Madeline Lucas, LCSW, a therapist and clinical content manager, contributed to an article in the Well +Good publication on why friendship breakups seem like a failure. According to Lucas, life events play a significant role in whether or not our friendships survive.

The best way we can manage these moments is to make adjustments in how we engage, set expectations and boundaries, and stay true to where we’re at before reaching resentment or inner turmoil.

You choose your friends for what they add to your life at a particular period or life stage. But not every relationship is going to last a lifetime. Seasons! Everything and everyone has their own time in their life. Maybe we shouldn’t be afraid of outgrowing a few things and people along the way.

Even though, as we age, there is a general fear that we will become more isolated and people will disappear, so we sometimes maintain relationships out of habit and fear.

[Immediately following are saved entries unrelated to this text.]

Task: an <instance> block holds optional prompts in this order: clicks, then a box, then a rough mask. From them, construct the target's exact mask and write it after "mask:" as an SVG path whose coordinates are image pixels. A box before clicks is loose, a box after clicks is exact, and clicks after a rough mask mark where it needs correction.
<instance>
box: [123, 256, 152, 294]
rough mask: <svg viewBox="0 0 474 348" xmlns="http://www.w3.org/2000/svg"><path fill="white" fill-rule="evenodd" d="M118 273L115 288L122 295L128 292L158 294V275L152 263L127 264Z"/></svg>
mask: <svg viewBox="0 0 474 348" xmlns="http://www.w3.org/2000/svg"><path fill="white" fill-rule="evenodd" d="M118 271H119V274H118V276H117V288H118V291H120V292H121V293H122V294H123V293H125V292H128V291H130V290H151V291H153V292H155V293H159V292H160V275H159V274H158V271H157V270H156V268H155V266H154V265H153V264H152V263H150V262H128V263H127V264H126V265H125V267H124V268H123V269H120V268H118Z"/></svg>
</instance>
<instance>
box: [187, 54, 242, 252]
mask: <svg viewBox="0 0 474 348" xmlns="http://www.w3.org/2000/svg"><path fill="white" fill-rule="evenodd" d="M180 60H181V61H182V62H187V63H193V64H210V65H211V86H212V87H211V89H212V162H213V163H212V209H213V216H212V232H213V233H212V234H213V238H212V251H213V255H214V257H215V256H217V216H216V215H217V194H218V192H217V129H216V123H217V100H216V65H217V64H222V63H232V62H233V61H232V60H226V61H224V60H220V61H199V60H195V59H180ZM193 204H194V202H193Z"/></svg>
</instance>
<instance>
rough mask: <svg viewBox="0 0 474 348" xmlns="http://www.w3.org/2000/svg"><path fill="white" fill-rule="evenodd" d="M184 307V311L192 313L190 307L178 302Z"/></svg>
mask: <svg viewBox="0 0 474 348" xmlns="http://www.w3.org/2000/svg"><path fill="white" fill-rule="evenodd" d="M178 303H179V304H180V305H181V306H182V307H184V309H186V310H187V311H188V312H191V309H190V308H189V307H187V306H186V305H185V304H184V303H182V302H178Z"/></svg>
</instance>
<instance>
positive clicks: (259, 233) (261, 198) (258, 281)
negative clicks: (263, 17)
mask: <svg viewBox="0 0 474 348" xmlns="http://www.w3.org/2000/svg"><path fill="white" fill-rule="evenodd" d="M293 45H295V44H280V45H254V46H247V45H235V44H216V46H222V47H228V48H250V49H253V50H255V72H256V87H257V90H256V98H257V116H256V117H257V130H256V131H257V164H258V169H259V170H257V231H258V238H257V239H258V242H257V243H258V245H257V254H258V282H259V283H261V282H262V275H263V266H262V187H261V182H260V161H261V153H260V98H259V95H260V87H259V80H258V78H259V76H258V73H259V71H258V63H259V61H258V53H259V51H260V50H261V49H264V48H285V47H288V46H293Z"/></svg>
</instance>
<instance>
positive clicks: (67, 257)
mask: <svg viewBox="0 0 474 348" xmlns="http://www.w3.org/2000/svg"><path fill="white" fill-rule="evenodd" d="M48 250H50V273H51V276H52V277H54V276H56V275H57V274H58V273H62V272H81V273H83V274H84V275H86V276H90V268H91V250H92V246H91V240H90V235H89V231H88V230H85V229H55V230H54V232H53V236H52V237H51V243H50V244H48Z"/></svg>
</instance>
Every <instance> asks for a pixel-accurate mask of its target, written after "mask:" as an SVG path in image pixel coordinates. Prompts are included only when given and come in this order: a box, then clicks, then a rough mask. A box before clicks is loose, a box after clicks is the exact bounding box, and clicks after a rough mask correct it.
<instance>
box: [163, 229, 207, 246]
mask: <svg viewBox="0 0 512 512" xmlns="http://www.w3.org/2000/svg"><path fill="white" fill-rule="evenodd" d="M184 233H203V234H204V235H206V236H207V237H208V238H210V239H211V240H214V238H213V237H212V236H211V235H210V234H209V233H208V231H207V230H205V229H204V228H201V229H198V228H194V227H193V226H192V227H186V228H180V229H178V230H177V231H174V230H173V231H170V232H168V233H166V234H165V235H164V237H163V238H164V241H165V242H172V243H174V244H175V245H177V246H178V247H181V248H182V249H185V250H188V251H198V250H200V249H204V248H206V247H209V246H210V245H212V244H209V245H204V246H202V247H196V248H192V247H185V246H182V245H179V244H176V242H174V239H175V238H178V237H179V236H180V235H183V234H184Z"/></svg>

There’s a sweetness to good relationships.

Maybe we should normalise grieving our friendships as we do romantic ones. Because we need to acknowledge that friendships are multifaceted as are people and they were tied to different aspects of who we are as individuals or who we were.

Different strokes for different people, although friendships mean different things to everyone, like myself, we build these friendships, and they become our communities because family is spread all over.

But how do you tell someone that you’ve done life with that you are now on paths that are different? If, for any reason, you find yourself at odds with friends, air your problems and try to come to an amicable agreement; if not, part ways with a relationship that’s no longer serving.